In a study published in Nature Medicine, Warner and colleagues looked at vape from a global perspective, examining countries that promote vape as a way to quit smoking and those that do not.
The group of authors said that while the U.S. and Canadian agencies acknowledge the potential benefits of using vape, they believe there is insufficient evidence to recommend vape for smoking cessation.
However, in the UK and New Zealand, there is high-level support and promotion of vape as a first-line cessation treatment option.
We believe that governments, medical professional groups and individual health care professionals in countries such as the United States, Canada and Australia should give greater consideration to the potential of vape in promoting smoking cessation, Warner said. Vape are not a panacea for ending the devastation caused by smoking, but they can contribute to achieving this noble public health goal.

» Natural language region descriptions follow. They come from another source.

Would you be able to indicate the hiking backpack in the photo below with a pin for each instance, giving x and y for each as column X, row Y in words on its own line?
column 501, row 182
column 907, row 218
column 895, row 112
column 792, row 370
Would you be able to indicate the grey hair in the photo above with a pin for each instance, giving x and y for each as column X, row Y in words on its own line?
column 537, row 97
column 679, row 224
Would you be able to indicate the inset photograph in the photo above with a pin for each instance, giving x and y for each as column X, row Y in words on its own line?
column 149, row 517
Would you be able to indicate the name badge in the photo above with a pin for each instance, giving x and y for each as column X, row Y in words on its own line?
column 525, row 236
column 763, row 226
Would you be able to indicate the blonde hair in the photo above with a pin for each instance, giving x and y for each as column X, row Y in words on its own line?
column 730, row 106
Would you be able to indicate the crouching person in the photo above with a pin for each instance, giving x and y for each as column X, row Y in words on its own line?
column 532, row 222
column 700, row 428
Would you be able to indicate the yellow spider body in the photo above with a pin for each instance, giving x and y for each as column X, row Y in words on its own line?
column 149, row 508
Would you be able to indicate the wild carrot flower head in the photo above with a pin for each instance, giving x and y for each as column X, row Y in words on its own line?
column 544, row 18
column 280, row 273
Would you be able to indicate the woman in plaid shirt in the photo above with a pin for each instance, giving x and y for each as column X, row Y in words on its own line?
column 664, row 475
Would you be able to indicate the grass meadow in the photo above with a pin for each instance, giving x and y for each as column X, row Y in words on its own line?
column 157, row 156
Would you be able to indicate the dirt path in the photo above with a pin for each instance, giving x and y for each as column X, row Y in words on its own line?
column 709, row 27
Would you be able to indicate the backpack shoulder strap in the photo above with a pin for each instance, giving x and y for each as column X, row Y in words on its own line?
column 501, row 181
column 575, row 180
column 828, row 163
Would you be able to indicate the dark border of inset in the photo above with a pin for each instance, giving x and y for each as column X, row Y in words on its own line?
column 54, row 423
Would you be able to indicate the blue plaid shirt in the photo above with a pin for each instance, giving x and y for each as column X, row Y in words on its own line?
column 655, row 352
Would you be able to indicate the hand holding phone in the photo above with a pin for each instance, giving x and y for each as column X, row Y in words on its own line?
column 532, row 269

Warner's previous research found overwhelming evidence that vape are an effective smoking cessation tool for adults in the United States, where hundreds of thousands of people die each year from smoking-related diseases.
In addition to assessing differences in regulatory activity across countries, the researchers examined evidence that vape promotes smoking cessation, the health effects of vape, and the impact on clinical care.
They also cited the FDA's designation of some vape brands as suitable for protecting public health - a criterion needed to gain marketing approval. The action indirectly implies that the FDA believes vape can help some people who otherwise would not do so to quit smoking, the researchers said.
Warner and colleagues conclude that acceptance of promoting vape as a smoking cessation tool may depend on ongoing efforts to reduce access to and use of vape products by young people who have never smoked. These two goals can and should coexist.
Study co-authors include Neal Benowitz of the University of California, San Francisco, Department of Medicine; Ann McNeill of the National Center on Addiction at King's College London, UK; and Nancy Rigotti of Harvard Medical School, Department of Medicine.